For instance, in computer science, quicksort is easily the most common sorting algorithm, who uses a pure quicksort? Instead they add on an algorithm that changes the base case, or handles lists with small numbers of entries, and so on. People could have learned the lesson that quicksort is just better than these small-list algorithms once you reach any significant size, but that would have prevented improving quicksort.


Another, unrelated personal example. When I started listening to Korean music, it bothered me that I couldn’t understand what they were singing, so on some of my favorite songs, I searched fairly significantly for translations.


When I couldn’t find translations for some songs, I decided to translate them myself. I didn’t know more than a phrase or two of Korean at the time, so I gave them to an AI (in this case, Google Translate, which had already transitioned to deep learning methods at the time.)
Google Translate’s translations were of unacceptably low quality of course, so I used it as a word or short phrase reference. Crucially, I didn’t know Korean grammar at the time either (which is in a different order than English.) It took me a long time to translate those first songs, but not anywhere near enough to be much training on the matter.

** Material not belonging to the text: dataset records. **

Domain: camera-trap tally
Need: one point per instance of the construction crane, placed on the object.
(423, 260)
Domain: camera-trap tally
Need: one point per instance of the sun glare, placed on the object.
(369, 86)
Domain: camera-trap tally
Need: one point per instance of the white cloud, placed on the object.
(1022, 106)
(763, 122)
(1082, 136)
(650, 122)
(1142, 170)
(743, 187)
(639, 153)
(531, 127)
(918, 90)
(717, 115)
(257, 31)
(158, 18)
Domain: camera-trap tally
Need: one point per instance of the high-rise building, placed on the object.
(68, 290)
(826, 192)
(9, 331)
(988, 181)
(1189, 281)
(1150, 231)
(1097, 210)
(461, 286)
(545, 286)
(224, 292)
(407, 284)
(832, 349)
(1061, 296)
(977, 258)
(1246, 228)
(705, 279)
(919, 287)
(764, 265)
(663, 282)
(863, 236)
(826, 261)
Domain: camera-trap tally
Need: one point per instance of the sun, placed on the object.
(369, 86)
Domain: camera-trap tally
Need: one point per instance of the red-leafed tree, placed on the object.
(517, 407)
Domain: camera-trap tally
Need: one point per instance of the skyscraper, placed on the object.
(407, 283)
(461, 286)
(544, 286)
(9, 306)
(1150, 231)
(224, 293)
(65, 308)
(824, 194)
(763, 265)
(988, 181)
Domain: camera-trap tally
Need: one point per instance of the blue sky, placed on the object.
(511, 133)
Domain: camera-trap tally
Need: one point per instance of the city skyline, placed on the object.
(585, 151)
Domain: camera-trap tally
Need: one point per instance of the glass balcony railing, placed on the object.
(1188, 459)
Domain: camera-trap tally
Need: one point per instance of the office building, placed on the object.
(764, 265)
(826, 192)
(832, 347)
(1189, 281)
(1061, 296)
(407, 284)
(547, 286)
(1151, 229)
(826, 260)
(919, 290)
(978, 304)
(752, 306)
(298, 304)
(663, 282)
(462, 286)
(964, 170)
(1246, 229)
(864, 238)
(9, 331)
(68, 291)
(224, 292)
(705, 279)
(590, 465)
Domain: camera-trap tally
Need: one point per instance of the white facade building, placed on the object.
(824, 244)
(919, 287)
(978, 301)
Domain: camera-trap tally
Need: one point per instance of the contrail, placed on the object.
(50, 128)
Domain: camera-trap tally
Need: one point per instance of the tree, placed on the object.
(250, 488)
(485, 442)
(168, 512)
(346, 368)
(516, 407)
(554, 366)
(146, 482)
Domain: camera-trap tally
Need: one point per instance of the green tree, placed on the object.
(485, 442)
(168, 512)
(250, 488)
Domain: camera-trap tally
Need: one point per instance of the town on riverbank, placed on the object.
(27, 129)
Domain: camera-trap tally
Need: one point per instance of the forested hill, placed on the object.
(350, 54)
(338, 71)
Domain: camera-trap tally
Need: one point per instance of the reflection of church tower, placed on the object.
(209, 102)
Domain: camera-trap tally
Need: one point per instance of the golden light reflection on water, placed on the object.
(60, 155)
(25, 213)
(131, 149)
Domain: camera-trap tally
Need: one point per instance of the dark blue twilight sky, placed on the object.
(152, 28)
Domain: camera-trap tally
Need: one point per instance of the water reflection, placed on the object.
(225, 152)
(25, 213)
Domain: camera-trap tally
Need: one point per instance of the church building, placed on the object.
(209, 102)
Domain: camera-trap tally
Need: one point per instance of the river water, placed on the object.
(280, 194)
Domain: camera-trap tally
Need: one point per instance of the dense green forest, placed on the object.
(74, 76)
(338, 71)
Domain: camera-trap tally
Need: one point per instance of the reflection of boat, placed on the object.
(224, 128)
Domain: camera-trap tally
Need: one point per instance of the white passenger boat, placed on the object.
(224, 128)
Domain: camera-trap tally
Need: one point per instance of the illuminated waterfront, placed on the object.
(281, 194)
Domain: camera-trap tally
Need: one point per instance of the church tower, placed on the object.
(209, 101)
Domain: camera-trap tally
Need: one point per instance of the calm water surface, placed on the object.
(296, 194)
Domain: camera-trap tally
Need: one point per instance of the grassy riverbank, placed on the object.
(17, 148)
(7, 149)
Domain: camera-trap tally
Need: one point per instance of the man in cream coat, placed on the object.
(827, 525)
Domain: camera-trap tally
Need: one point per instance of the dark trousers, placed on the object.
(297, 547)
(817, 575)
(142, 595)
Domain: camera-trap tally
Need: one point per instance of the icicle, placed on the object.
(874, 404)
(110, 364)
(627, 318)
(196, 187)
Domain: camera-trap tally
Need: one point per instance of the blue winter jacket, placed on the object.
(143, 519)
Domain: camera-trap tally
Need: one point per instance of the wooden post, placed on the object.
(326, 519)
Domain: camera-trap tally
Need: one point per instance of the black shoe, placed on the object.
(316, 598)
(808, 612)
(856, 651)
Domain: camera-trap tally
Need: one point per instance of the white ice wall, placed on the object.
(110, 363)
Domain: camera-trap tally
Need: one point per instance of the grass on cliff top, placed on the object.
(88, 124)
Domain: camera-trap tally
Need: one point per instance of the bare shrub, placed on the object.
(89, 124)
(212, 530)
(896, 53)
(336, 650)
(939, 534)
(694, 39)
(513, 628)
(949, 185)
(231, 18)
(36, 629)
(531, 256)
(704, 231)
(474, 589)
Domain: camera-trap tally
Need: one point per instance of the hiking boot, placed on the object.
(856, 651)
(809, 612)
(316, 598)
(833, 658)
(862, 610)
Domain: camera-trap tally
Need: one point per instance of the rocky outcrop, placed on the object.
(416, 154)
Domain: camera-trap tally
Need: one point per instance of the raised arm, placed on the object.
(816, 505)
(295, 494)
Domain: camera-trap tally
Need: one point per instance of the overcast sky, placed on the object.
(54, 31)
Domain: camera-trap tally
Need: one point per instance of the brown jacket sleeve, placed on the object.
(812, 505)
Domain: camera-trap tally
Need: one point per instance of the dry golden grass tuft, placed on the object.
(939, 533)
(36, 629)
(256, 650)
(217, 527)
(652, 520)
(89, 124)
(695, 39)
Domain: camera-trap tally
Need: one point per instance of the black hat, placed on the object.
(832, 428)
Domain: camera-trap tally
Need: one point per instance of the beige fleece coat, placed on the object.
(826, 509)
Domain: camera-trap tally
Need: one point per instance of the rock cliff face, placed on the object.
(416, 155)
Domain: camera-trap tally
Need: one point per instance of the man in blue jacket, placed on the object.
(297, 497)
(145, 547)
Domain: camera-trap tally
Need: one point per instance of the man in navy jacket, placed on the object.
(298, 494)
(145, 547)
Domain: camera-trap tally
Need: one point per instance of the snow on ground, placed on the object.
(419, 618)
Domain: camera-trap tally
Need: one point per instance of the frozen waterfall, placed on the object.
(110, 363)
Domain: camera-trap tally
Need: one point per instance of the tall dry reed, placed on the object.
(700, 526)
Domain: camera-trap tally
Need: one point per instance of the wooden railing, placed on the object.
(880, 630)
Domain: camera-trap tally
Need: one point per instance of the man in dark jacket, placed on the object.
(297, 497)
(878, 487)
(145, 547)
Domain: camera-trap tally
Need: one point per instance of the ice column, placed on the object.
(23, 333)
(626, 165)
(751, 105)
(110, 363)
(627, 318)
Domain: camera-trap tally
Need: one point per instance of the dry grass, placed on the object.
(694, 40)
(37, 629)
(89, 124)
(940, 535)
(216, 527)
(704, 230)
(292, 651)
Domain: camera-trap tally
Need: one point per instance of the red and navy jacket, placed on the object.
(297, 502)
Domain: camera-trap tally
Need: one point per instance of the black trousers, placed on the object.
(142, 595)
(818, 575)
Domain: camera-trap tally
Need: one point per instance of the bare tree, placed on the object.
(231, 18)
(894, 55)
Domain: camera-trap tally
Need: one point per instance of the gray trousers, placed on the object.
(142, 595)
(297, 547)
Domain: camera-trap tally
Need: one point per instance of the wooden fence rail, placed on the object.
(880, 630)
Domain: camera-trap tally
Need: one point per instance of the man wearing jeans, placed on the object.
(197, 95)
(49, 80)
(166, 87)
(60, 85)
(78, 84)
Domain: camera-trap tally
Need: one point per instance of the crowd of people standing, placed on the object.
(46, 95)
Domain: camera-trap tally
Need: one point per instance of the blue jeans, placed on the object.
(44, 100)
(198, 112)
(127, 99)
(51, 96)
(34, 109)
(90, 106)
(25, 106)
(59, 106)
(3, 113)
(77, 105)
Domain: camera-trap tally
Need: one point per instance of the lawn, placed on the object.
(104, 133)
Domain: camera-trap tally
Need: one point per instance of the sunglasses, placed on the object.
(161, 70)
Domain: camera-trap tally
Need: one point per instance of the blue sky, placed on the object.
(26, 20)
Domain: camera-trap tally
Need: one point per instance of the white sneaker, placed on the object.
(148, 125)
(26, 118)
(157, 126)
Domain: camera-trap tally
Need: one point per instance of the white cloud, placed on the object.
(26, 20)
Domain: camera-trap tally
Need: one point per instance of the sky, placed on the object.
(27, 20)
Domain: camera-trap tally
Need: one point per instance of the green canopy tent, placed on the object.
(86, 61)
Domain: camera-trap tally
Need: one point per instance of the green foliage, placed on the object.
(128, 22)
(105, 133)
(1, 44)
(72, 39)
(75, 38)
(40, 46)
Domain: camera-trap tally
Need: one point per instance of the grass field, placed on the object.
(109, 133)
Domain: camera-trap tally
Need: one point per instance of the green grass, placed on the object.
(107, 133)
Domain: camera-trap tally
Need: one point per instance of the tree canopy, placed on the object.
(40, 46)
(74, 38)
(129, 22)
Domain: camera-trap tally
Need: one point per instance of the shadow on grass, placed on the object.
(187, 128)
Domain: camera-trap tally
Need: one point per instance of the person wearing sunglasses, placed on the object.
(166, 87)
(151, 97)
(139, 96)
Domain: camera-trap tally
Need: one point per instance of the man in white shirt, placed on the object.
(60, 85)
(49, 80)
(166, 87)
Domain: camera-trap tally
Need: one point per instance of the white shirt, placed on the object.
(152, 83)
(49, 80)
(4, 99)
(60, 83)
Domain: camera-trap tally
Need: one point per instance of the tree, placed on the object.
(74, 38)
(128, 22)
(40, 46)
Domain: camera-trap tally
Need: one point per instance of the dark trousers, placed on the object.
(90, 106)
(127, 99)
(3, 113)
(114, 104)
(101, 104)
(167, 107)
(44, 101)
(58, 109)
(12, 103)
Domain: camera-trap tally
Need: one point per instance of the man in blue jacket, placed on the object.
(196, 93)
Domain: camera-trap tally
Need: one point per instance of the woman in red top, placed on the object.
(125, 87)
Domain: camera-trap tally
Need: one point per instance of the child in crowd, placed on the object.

So how did my translations of a language I didn’t know compare to the DL used by Google? It was as different as night and day in favor of my translation. It’s not because I’m special, but because I used those methods people discarded in favor of ‘just scale’. What’s a noun? What’s a verb? How do concepts fit together? Crucially, what kind of thing would a person be trying to say in a song, and how would they say it? Plus, checking that backwards, if they were trying to say this thing, would they have said it in that way? I do admit to a bit of prompt-engineering even though I didn’t know what that was at the time, but that means I knew that a search through similar inputs would give a better result instinctively.


I have since improved massively by learning how grammar works in Korean (which I started learning 8 months later). By learning more about the concepts used in English grammar. What the words mean. Etc. Simple practice too, of course. Leveled off after a bit, but it started improving again when I consulted an actual dictionary; why don’t we give these LLM’s real dictionaries? But I could improve on it without any of that by using simple concepts and approaches we refuse to supply these AIs with.


Google Translate has since improved quite a lot, but is still far behind even those first translations where all I added were the simpler than even grammar structure of language and thought, along with actual grounding in English.. Notably, that’s despite the fact that Google Translate is far ahead of more general models like GPT-J. Sure, my scale dwarfs them, obviously, but I was trained with almost no Korean data at all, but because I had these concepts, and a reference, I could do much better.


Even the example of a thing like AlphaGo wasn’t so much a triumph of deep-learning over everything, as, if you combine insights like search algorithms (Monte Carlo tree search) with trained heuristics from countless things, it goes much better.


The real bitter lesson is that we give up on improvements out of some misguided purity.